Real-world implications and guidelines

  • Hints are powerful but risky:

    • They can improve performance in edge cases, but incorrect hints can dramatically degrade performance and complicate maintenance.

    • Data distribution changes require ongoing re-evaluation of hints such as OPTIMIZE FOR, RECOMPILE, and EXPAND VIEWS.

  • Testing and monitoring:

    • Always test hints in a staging environment with representative workloads.

    • Monitor plan cache, Query Store, and execution plans over time to detect regressions when data evolves.

  • Maintenance mindset:

    • Treat hints as part of a broader performance tuning strategy, not as a long-term substitute for proper indexing, statistics maintenance, and query optimization.

  • Connections to foundational topics:

    • Parameter sniffing and the role of plan compilation (Chapters referenced: Chapter 8 for RECOMPILE, Chapter 9 for ad hoc workloads, Chapter 16 for Query Store).
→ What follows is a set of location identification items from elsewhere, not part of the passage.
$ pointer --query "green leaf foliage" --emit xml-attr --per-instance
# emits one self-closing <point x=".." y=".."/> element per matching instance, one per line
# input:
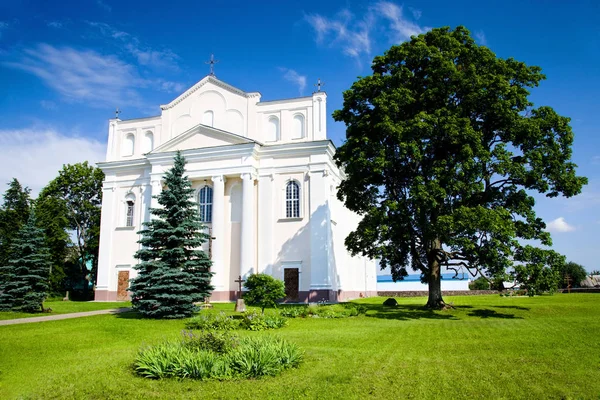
<point x="14" y="213"/>
<point x="443" y="153"/>
<point x="571" y="272"/>
<point x="25" y="276"/>
<point x="263" y="290"/>
<point x="173" y="273"/>
<point x="71" y="203"/>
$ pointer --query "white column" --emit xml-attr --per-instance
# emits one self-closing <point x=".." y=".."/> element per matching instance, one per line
<point x="156" y="190"/>
<point x="247" y="240"/>
<point x="105" y="266"/>
<point x="218" y="232"/>
<point x="319" y="232"/>
<point x="266" y="222"/>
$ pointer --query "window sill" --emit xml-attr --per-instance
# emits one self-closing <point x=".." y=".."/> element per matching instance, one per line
<point x="290" y="219"/>
<point x="125" y="228"/>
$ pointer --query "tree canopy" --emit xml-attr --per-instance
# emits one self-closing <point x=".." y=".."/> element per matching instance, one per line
<point x="174" y="272"/>
<point x="72" y="200"/>
<point x="25" y="276"/>
<point x="443" y="154"/>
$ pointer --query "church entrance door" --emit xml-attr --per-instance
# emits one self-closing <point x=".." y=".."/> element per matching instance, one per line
<point x="122" y="285"/>
<point x="291" y="280"/>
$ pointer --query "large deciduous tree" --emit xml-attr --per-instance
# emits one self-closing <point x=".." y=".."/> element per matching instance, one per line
<point x="443" y="153"/>
<point x="14" y="213"/>
<point x="77" y="191"/>
<point x="173" y="272"/>
<point x="25" y="283"/>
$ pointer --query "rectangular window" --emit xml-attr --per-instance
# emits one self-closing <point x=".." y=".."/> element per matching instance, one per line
<point x="129" y="221"/>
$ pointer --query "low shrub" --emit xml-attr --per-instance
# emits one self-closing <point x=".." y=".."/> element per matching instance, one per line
<point x="217" y="342"/>
<point x="256" y="321"/>
<point x="390" y="302"/>
<point x="341" y="310"/>
<point x="212" y="321"/>
<point x="191" y="358"/>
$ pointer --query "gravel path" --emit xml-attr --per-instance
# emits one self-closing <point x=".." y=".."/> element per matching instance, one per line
<point x="62" y="316"/>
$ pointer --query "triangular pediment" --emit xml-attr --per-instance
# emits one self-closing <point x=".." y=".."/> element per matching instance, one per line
<point x="211" y="80"/>
<point x="202" y="136"/>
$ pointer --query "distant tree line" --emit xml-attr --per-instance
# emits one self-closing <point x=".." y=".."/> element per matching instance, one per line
<point x="49" y="245"/>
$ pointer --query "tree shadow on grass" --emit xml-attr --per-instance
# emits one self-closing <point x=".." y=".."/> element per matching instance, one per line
<point x="485" y="313"/>
<point x="404" y="312"/>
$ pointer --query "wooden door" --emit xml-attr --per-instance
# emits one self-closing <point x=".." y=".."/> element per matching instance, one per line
<point x="123" y="285"/>
<point x="292" y="283"/>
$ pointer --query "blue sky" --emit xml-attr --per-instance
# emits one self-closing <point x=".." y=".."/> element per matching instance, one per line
<point x="65" y="66"/>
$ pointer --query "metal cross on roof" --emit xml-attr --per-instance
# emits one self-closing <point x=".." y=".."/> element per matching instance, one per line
<point x="319" y="84"/>
<point x="212" y="63"/>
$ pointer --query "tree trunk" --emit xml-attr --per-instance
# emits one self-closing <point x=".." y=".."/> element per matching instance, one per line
<point x="435" y="300"/>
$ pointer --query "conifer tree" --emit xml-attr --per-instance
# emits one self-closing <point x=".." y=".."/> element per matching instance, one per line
<point x="173" y="271"/>
<point x="25" y="283"/>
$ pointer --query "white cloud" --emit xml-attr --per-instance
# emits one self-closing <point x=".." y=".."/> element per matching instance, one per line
<point x="559" y="225"/>
<point x="144" y="54"/>
<point x="55" y="24"/>
<point x="295" y="78"/>
<point x="48" y="105"/>
<point x="354" y="34"/>
<point x="103" y="5"/>
<point x="402" y="26"/>
<point x="343" y="30"/>
<point x="34" y="156"/>
<point x="83" y="75"/>
<point x="480" y="38"/>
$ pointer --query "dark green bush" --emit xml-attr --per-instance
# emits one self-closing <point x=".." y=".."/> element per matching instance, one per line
<point x="190" y="358"/>
<point x="390" y="302"/>
<point x="209" y="320"/>
<point x="218" y="342"/>
<point x="479" y="284"/>
<point x="341" y="310"/>
<point x="255" y="321"/>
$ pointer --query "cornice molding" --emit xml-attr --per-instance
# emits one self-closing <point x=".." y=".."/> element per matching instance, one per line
<point x="203" y="82"/>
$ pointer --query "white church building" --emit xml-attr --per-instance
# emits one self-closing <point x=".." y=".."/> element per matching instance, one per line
<point x="265" y="182"/>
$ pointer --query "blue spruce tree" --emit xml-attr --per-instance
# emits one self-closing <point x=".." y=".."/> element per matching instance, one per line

    • The balance between parameterization, plan reuse, and per-execution compilation.

    • The interplay between views (indexed views) and query optimization strategies.

  • Formulas and numerical references:

    • There are no explicit mathematical formulas in this segment beyond general performance considerations; remember to treat cardinality estimation and density as underlying principles, which are elaborated in prior chapters (e.g., Chapter 8 on join selection and Chapter 9 on parameter sniffing and parameterization).


Key takeaways to study for the exam:

  • OPTIMIZE FOR UNKNOWN is a plan-stabilizing hint that can bypass parameter sniffing but requires careful data knowledge and upkeep.

  • OPTIMIZE FOR with explicit values can tailor plans to known data distributions but is fragile to data drift; use with extensive testing.

  • RECOMPILE forces per-execution compilation, helpful for preventing sniffing issues but eliminates plan reuse for that statement.

  • EXPAND VIEWS bypasses indexed-view matching and expands views to base tables; test performance due to possible plan degradation.

  • IGNORENONCLUSTEREDCOLUMNSTORE_INDEX can steer away from columnstore indexes when not appropriate for point lookups unless a clustered columnstore index exists.

  • Join hints (HASH, LOOP, MERGE) can override optimizer behavior for specific joins, but should be used sparingly due to risk of suboptimal plans; REMOTE join exists but not covered in depth here.